No parecía que hubiera mucho más que discutir en aquel punto. Me levanté para marcharme, pero se me ocurrió otra cosa y me detuve en el umbral.
– ¿Y de la compañía Wood-Sage? ¿Sabe algo?
Puede que no fuese más que el fuego de la chimenea, pero sus ojos brillaron de un modo extraño.
– ¡Márchate! -silbó.
Bárbara me esperaba al final del pasillo, donde torcía hacia la parte de atrás de la casa.
– Tu coche está en el garaje, Vic.
Le sonreí agradecida. ¿Cómo podía haber crecido tan sana y alegre con una madre semejante?
– ¿Qué te debo? ¿Veinticinco?
Negó con la cabeza.
– Nada. Siento… siento que mi madre haya sido tan grosera contigo.

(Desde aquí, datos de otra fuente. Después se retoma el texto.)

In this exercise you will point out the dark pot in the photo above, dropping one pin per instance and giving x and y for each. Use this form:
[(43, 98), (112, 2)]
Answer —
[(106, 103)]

– ¿Así que lo arreglas remolcándome el coche? -saqué mi billetera-. No tienes por qué hacerlo. Lo que me diga tu madre no tiene nada que ver contigo -le metí el dinero en la mano.
Me sonrió con turbación.
– Sólo han sido veinte.
Recuperé cinco dólares.
– ¿Te importa si te pregunto una cosa? ¿Erais Agnes y tú, como dice mi madre…? -se le quebró la voz y se puso muy colorada.
– ¿Si tu hermana y yo éramos amantes? No. Y aunque ame profundamente a muchas mujeres, nunca he tenido amantes mujeres. Pero a tu madre le hace más feliz pensar que Agnes no podía tomar sus propias decisiones.
– Ya. Espero que no estés enfadada, que no te importe…
– No. No te preocupes por ello. Telefonéame de vez en cuando si quieres hablar de tu hermana. Era una buena chica. O dale un toque a Phyllis Lording. A ella le encantaría.